As the director of the new, critically acclaimed documentary film about the late Republican operative Lee Atwater, I am constantly asked one thing: Will the Lee Atwater playbook save McCain and Palin on Nov. 4th?
My film, “Boogie Man: The Lee Atwater Story,” tracks how Atwater gave the GOP a playbook that has been winning elections even after his death. His central insight was to reach deep into voters’ hearts, inflaming emotions about race and cultural symbols like the flag, guns, and elitism. He used the media as an echo chamber to push issues off the front page and make campaigns all about resentment, mockery, and fear. In the words of Atwater’s disciple Tucker Eskew, now a Senior Advisor to the McCain campaign:
Resentment became the destiny of the Republican Party.
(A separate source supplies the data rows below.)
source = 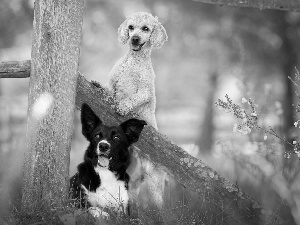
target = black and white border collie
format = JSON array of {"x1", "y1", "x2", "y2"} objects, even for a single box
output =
[{"x1": 70, "y1": 104, "x2": 146, "y2": 214}]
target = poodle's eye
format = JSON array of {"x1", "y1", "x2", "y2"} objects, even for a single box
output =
[
  {"x1": 113, "y1": 135, "x2": 121, "y2": 141},
  {"x1": 94, "y1": 133, "x2": 102, "y2": 139},
  {"x1": 142, "y1": 26, "x2": 149, "y2": 31},
  {"x1": 128, "y1": 25, "x2": 134, "y2": 30}
]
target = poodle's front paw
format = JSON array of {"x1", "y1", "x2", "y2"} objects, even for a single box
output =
[
  {"x1": 115, "y1": 105, "x2": 131, "y2": 116},
  {"x1": 115, "y1": 101, "x2": 132, "y2": 116}
]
Will this work again in 2008? Will swing state voters like those in New Hampshire forget about an ongoing global financial crisis brought on by Republican deregulation and crony capitalism, choosing to believe that Obama is a “bad guy”?
Let’s look at how it worked back in 1988, when Atwater was confronted by voter revulsion with eight years of GOP rule. Voters disliked the WASPy, elite George H.W. Bush, the ballooning Federal deficit, the Reagan/Bush administrations’s unpopular, illegal war in Nicaragua, and the covert arms sales to Iranian terrorists that Reagan had lied about on national television.
To the disbelief of both Republican and Democratic strategists, who thought the public would never swallow it, Atwater hammered Dem nominee Mike Dukakis’s little-known stance on mandatory Pledge of Allegiance rules for schoolchildren. He also talked endlessly about a black guy who had escaped from a prison furlough, vowing to make Willie Horton Mike Dukakis’ running mate. Although Dukakis was a centrist candidate who had achieved the American Dream through hard work and relentless moral integrity, Atwater successfully painted him as a dangerous, foreign-seeming liberal elitist who didn’t love America and couldn’t keep us safe. Ring any bells?